SH and SPH differ in the context of this study. In general, SH is defined as the presence of hyperglycemia at a random time point within 24 h of stroke, whereas SPH is a subgroup based on PH. A persistent hyperglycemic state is theoretically a state of high blood glucose that persists over a certain period and is present at every time point during a given period. In the real world, however, a persistent hyperglycemic state is often defined by the results of two tests: a hyperglycemic state on admission to the hospital and a hyperglycemic state at a certain moment (this one moment is randomly chosen) within approximately 24 h or 24–48 h or 72 h, or longer after admission [8, 9]. The definition of PH varies between studies because of the different “real-world contexts” in which they were conducted, such as geography, but essentially, it is the detection of the hyperglycemic state at two or more random moments.

A clear definition of PH in the non-diabetic population is still under debate, and a couple of studies proposed that the possible definition may be a persistent (more than 24 h) pathological condition with GLC >  140 mg/dl that is not due to chronic insulinopenia or chronic insulin resistance [37, 38]. The duration differs among studies; some studies defined 24 h as the persistent state [9, 14] and others defined 24–48 h or 24–72 h [8], or more than 3 days. The difference in the definition of the persistent state resulted in inconsistent conclusions in the abovementioned studies. The longer the duration of the persistent state, the more negative the results [11].

Our unpublished data (Hou et al.) focused on patients with severe stroke defined by an NIHSS score > 10, and we found that patients with a hyperglycemic status could last for 2 or even 3 weeks during the 1-month follow-up period. Surprisingly, persistent hyperglycemic status was unable to independently predict 1-month mortality (see Supplemental materials Table S1-S5, Hou et al., and Table 1). Unfortunately, this study did not include a subgroup analysis of patients with and without diabetes, which might be a confounding factor.

Therefore, as far as the present conclusion is concerned, PH lasting for 24 h is perhaps the best predictor of poor prognosis in stroke patients without DM.
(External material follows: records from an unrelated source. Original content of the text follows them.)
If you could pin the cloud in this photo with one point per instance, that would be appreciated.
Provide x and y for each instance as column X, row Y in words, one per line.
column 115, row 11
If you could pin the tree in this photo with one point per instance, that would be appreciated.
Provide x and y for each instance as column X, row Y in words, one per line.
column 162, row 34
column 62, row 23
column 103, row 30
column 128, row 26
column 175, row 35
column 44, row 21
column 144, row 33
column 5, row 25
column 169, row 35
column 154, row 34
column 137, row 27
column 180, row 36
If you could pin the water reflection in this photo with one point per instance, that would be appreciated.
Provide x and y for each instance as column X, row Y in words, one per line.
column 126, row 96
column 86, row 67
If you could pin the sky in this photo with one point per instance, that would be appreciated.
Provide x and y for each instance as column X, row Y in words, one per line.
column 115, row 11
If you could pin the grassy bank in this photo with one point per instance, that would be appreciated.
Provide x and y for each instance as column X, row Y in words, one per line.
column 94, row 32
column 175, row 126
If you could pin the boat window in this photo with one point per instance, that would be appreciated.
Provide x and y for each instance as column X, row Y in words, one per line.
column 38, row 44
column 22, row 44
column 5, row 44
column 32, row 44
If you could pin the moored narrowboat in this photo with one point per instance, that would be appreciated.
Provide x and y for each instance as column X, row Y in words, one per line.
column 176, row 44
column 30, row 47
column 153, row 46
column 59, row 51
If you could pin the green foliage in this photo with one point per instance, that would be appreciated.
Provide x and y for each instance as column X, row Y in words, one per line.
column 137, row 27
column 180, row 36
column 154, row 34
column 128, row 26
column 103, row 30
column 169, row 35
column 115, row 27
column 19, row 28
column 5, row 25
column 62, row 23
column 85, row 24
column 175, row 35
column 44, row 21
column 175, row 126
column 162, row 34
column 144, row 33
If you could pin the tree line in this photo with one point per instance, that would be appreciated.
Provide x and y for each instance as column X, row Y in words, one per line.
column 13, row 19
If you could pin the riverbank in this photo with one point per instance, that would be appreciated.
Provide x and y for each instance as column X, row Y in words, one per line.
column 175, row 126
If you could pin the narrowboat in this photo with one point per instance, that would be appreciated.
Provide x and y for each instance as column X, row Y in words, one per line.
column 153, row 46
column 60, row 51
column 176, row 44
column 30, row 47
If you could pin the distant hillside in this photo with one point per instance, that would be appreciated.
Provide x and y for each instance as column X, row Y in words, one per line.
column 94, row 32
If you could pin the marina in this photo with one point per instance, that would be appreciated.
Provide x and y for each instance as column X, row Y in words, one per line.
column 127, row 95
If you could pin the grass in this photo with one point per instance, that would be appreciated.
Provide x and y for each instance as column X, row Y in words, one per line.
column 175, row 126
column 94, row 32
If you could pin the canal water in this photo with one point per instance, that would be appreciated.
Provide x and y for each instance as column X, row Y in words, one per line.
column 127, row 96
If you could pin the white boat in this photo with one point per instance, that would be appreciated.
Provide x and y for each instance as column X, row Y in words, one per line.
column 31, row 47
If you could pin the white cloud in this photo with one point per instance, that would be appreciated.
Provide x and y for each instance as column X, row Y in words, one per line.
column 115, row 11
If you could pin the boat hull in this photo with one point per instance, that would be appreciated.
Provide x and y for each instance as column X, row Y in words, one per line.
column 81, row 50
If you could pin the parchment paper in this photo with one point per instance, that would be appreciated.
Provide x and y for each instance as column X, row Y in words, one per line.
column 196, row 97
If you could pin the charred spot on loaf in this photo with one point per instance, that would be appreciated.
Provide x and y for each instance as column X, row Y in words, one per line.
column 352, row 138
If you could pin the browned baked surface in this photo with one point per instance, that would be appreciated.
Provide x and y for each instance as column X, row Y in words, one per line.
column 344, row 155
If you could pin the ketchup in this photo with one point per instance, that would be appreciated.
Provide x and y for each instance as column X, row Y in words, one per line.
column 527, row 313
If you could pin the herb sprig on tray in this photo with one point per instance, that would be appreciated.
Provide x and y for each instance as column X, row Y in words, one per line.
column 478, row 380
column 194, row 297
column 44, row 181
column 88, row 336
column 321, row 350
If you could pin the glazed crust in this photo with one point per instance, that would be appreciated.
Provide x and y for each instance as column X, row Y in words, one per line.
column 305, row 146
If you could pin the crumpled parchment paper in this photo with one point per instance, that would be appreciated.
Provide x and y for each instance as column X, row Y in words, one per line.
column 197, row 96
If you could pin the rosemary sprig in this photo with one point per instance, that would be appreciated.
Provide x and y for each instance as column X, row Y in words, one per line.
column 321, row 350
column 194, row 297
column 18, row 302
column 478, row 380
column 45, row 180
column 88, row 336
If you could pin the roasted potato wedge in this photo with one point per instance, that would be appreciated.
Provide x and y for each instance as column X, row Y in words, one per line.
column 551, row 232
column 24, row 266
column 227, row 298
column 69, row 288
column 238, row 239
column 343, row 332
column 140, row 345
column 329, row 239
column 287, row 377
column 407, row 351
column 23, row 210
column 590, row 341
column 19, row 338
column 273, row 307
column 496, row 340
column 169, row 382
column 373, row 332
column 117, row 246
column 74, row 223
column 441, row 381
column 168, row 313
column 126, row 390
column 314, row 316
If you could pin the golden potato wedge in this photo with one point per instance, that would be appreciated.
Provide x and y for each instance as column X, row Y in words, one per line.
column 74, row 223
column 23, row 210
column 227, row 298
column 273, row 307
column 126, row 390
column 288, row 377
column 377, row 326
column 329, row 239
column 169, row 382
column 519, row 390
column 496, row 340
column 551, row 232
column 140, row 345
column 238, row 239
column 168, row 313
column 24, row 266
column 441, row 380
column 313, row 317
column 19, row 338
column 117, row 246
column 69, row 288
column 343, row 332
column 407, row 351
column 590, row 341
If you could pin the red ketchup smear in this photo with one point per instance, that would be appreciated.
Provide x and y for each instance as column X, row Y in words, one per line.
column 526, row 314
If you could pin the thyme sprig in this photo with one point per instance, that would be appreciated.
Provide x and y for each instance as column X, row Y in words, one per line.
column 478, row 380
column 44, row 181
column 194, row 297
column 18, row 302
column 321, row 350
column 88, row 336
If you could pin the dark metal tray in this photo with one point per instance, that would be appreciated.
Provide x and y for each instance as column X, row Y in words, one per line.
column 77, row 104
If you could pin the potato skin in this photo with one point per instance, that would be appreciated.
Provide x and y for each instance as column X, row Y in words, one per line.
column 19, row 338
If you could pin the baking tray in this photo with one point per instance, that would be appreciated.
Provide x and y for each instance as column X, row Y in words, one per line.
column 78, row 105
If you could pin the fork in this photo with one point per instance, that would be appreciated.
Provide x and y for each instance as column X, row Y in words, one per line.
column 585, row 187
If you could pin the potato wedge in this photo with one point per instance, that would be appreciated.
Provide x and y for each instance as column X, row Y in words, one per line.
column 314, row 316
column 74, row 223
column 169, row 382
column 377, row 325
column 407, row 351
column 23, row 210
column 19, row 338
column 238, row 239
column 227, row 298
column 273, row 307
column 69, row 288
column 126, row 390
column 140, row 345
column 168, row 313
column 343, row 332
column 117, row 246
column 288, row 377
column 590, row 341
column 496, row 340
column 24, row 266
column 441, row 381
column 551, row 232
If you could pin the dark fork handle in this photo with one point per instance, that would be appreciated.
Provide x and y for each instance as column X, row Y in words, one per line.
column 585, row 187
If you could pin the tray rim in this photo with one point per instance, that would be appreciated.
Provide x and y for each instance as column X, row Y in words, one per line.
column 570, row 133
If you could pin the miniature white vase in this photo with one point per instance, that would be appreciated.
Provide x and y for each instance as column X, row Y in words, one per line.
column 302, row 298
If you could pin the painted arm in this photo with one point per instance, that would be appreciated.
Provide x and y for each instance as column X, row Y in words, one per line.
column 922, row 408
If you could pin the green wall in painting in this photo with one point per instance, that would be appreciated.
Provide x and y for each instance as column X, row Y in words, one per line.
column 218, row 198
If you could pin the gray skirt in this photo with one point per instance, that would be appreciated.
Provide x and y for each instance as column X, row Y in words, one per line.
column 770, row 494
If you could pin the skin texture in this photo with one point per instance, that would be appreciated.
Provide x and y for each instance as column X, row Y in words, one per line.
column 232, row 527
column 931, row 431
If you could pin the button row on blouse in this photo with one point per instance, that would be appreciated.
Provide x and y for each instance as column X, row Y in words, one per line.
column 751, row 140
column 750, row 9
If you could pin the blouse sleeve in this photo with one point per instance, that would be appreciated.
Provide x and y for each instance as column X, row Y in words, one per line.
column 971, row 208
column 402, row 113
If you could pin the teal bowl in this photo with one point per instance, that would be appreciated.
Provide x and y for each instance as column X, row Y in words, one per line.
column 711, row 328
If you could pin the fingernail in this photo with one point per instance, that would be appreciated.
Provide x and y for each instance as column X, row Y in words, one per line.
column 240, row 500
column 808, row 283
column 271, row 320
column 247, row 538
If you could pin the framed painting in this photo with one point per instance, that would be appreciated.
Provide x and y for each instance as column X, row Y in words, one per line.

Our study had several limitations. First, only a small number of studies were included in the meta-analysis, which may have led to selection bias. Second, there were relatively few subgroup analyses, which did not include factors such as country, gender, and age, which might result in heterogeneity. Third, the pooled studies differed in the inclusion and exclusion criteria, the definition of hyperglycemia, short-term outcomes, and concomitant treatments. The relative risks included in the meta-analysis were not adjusted for other prognostic factors, and most published studies were included.

Conclusions

PH, especially SPH, can predict post-stroke mortality in non-diabetic patients. The efficacy of glycemic patterns in predicting poor stroke outcomes in non-diabetic patients was ranked as SPH > LPH > AH > PN. The findings of this study indicate that random blood glucose levels should be controlled to below 140 mg/dl within 24 h for patients with acute ischemic stroke without type 2 diabetes and with admission hyperglycemia. Preventing persistent hyperglycemia (> 24 h) may reduce short-term mortality.